Uykum geldi. Oysa yazacak daha çok şey var gibiydi. Yarın sınavım var ve bu kafayla nasıl gireceğim bilmiyorum. Dilerim iyi olur! Mutluyum…” 5.2.1986, Antalya/23.50
ikinci alıntı 30 yaşımdan, yıl 1998, tezer’in birinci doğum günü!
“Bugün oğluşumun doğum günü. O artık bir yaşında. Sanıyorum Tezer için yaşlanmak istiyorum. Onun her halini olabildiğince fazla görebilmek için… Onu yaşayabilmek için. Her ne kadar onun varlığından korksam da, paniğe kapılsam da… anne olmaktan tarifsiz bir haz alıyorum. Seni seviyorum Tezer.” 5 Şubat 1998, Antalya/10.00
***
annemle dün günlüklerimle ilgili konuşurken, burada, yani radyoda hala günlük tuttuğumu söyledi, haklı!
şimdi çalışmalıyım artık…gitmeden youn sun nah‘dan bir şarkı bırakayım.
feeling good
diyoruz.
*japon mutfağında yaygın olarak sunulan, tek kişilik servis edilen ya da evde paketlenmiş bir yemek.
Bende spotify yok, şarkıları youtube’dan dinleyeceğim artık, yazıya eklediğin çok hoşuma gitti. 🙂
!986’da henüz bir kaç senelik avukat iken bir kaç kez Adana ve Mersin’de duruşmalara gitmiştim. Eskiden uçak sabah akşam olurdu, adliyede işim bittikten sonra uçak saatine dek bazen otel lobisinde kitap okurdum, bazen müze gezerdim. 🙂
Gerçekten haklısın, ikisi de çok sevimsiz şehirlerdi, o zamandan betona boğulmuşlardı.

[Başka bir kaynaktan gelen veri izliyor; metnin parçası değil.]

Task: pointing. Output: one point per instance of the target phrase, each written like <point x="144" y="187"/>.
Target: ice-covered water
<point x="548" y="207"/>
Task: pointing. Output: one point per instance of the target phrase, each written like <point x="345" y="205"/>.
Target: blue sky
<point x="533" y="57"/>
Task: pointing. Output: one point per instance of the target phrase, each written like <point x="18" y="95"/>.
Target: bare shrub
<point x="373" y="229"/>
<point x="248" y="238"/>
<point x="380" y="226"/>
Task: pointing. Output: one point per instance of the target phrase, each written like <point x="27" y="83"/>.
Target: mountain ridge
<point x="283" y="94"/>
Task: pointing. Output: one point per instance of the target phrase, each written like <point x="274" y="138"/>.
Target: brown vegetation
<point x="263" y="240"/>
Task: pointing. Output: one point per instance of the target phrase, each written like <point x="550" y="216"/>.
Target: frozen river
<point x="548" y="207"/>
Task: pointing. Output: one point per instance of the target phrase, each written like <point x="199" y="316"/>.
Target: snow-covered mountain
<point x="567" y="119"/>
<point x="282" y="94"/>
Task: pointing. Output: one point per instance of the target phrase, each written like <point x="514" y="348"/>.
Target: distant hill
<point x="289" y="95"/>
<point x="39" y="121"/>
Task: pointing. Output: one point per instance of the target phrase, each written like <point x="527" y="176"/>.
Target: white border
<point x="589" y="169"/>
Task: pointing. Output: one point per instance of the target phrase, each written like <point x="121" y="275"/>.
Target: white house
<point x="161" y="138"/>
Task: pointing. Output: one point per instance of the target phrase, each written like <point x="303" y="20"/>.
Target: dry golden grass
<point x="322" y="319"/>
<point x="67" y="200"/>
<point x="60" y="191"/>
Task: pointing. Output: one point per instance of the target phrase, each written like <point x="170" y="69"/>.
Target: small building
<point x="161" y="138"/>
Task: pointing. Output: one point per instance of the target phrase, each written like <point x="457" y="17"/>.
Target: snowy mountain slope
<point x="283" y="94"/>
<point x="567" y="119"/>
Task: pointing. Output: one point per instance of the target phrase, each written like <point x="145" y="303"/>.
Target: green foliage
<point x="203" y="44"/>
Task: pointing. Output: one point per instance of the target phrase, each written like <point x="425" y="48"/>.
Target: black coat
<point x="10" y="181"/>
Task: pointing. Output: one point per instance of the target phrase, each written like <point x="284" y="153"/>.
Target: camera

Hayat ne tuhaf… Belki de tam o günlerde Mersin veya Adana’daydık birbirimizin hiç farkında olmadan. Antalya o yıllarda şimdi olduğundan çok ama çok daha güzel bir şehirdi. Henüz bu kadar büyümemişti. O güzelliğin üzerine muhtemelen beni çok rahatsız etmişti bu iki şehir.